Textbook Sticker Shock

When Ryan Luke, an assistant professor in kinesiology, was a doctoral student at Georgia State, he and his wife would help out at an off-campus bookstore during the beginning of semester rush.

“I was shocked at the bills that students would rack up. You would see undergrad students with seven, eight, nine hundred dollars worth of textbooks. And some of those students would buy a textbook and hardly ever read out of it,” Luke said.

That experience is hardly unique. The College Board estimates that the average college student spends more than $1,200 a year on books and learning materials.

When he became a faculty member at CSUMB, Luke wanted to save students some of that expense. He has created digital presentations using a variety of online tools and has shifted the focus of his courses away from traditional textbooks.

“I always tell the students, if there is some way I can get you to interact with the material, if you are watching it, listening to it, or reading it, I am happy with that.”

Luke said he and department chair Kent Adams have discussed the need for students to work directly with research articles, which reflect the current consensus on issues within the field and are available through academic journals and professional organizations.

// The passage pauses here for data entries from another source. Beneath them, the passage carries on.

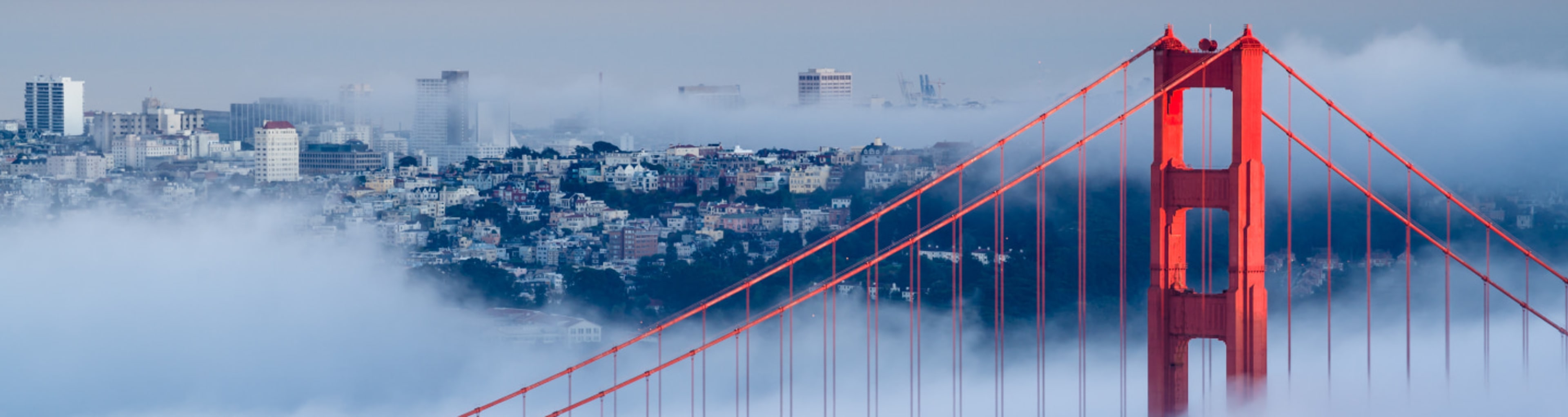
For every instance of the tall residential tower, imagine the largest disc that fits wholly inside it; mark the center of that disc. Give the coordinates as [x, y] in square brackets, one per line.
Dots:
[443, 125]
[54, 106]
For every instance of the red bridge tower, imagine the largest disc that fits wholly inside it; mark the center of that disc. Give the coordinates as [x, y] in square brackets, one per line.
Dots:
[1239, 316]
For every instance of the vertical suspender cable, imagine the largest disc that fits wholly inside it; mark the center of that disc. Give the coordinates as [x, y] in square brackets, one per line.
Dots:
[1290, 239]
[1370, 269]
[920, 292]
[1329, 272]
[1040, 281]
[1409, 259]
[1122, 250]
[959, 301]
[1000, 283]
[875, 336]
[1082, 259]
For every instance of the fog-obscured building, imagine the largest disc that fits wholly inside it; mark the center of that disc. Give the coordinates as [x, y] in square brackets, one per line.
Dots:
[334, 159]
[713, 96]
[825, 87]
[245, 118]
[276, 151]
[441, 115]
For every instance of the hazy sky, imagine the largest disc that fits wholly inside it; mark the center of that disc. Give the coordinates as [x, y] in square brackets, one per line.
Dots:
[545, 56]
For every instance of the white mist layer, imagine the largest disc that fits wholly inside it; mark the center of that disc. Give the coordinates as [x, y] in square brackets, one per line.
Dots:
[220, 314]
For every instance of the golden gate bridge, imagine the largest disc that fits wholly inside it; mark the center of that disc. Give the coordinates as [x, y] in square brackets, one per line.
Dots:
[1181, 308]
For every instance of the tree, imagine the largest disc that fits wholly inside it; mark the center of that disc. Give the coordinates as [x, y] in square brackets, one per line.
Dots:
[603, 289]
[477, 278]
[604, 146]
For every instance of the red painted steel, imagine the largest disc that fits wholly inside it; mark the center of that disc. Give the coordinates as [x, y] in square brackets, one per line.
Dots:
[944, 222]
[1176, 312]
[816, 247]
[1418, 230]
[1239, 316]
[1412, 167]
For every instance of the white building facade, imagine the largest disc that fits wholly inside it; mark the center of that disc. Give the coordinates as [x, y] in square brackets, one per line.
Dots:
[276, 153]
[54, 106]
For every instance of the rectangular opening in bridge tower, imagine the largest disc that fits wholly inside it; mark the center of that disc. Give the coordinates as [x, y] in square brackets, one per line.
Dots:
[1178, 314]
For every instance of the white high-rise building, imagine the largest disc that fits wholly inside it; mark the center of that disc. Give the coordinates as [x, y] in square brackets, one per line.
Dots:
[443, 123]
[276, 153]
[825, 87]
[54, 106]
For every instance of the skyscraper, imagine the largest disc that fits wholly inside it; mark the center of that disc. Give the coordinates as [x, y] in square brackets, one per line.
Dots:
[443, 125]
[825, 87]
[353, 99]
[54, 106]
[276, 151]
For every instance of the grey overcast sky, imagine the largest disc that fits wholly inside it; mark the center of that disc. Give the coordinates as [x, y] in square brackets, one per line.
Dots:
[537, 52]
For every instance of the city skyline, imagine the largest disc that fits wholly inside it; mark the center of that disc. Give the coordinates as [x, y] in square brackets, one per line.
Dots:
[416, 207]
[551, 68]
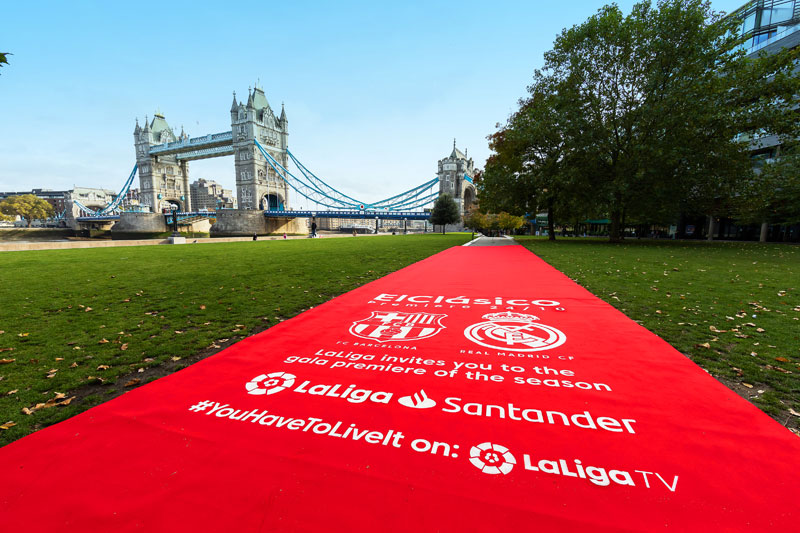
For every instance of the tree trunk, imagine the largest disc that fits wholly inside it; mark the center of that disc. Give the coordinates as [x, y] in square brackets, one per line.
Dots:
[614, 232]
[710, 227]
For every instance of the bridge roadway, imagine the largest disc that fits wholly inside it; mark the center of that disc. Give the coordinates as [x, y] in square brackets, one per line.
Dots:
[367, 215]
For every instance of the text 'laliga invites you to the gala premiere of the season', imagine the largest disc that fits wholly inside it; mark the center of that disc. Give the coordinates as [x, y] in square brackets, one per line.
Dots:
[498, 342]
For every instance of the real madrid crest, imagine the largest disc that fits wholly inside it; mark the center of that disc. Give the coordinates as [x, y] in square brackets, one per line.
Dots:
[514, 331]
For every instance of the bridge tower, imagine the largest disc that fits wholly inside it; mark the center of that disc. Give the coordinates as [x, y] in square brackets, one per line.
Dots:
[257, 184]
[456, 173]
[163, 180]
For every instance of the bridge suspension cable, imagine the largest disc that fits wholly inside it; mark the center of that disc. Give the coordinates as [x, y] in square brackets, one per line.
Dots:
[316, 190]
[111, 207]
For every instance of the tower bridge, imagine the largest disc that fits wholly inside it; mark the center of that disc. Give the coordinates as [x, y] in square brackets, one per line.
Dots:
[258, 140]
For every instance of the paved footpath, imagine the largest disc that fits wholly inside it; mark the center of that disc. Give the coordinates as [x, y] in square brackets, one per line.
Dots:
[492, 241]
[477, 390]
[11, 246]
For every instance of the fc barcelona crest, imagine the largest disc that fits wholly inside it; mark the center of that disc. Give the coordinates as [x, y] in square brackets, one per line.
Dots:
[385, 326]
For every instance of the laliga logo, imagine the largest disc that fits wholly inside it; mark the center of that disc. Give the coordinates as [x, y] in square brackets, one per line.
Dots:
[514, 331]
[269, 383]
[492, 458]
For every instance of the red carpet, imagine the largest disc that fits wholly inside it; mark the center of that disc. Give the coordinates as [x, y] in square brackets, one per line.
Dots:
[479, 389]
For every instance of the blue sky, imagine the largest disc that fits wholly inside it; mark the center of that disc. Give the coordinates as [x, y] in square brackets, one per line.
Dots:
[374, 92]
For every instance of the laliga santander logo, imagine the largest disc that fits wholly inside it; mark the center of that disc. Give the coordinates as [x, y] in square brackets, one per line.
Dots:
[269, 383]
[492, 458]
[384, 326]
[514, 331]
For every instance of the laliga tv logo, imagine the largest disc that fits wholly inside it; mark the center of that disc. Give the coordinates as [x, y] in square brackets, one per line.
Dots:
[492, 458]
[269, 383]
[514, 331]
[419, 400]
[384, 326]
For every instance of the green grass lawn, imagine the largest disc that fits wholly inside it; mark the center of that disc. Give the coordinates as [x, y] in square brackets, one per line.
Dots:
[734, 308]
[76, 318]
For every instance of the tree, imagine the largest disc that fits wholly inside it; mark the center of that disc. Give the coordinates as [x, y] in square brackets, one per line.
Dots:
[507, 222]
[773, 194]
[27, 206]
[476, 220]
[445, 211]
[636, 117]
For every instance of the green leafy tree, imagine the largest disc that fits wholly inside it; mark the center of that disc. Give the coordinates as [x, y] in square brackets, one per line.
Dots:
[27, 206]
[445, 211]
[508, 222]
[636, 117]
[773, 194]
[476, 220]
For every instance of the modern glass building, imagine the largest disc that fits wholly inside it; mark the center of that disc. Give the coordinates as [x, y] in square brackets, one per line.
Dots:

“What we tried to do was to integrate more research into our course settings, and by doing that, especially in our advanced courses, there was not as much need for a textbook,” Luke said.

Lowering barriers to success

Lowering Barriers to Success

The CSU’s push for affordable learning materials is part of Graduation Initiative 2025, the effort to improve graduation rates on every CSU campus.

CSUMB faculty members agree that the effort has particular relevance on a campus that educates large numbers of first-generation and low-income students.

Burchett said by using affordable learning materials and by making study guides for tests such as the Graduate Record Exam freely and readily available, the university hopes to increase opportunities.

“We have students who want to go into very competitive graduate programs, where there is a wide range of expense,” Burchett said. “Some graduate programs are completely free, but they are very hard to get into. So if we can give students the resources that can help make them competitive to get into those programs, we’re giving students who are low-income and first generation the opportunity to afford to continue their education.

“That is critically important on a campus like ours where we have students who face a lot of barriers, and the students they are competing against maybe don’t have as many barriers.”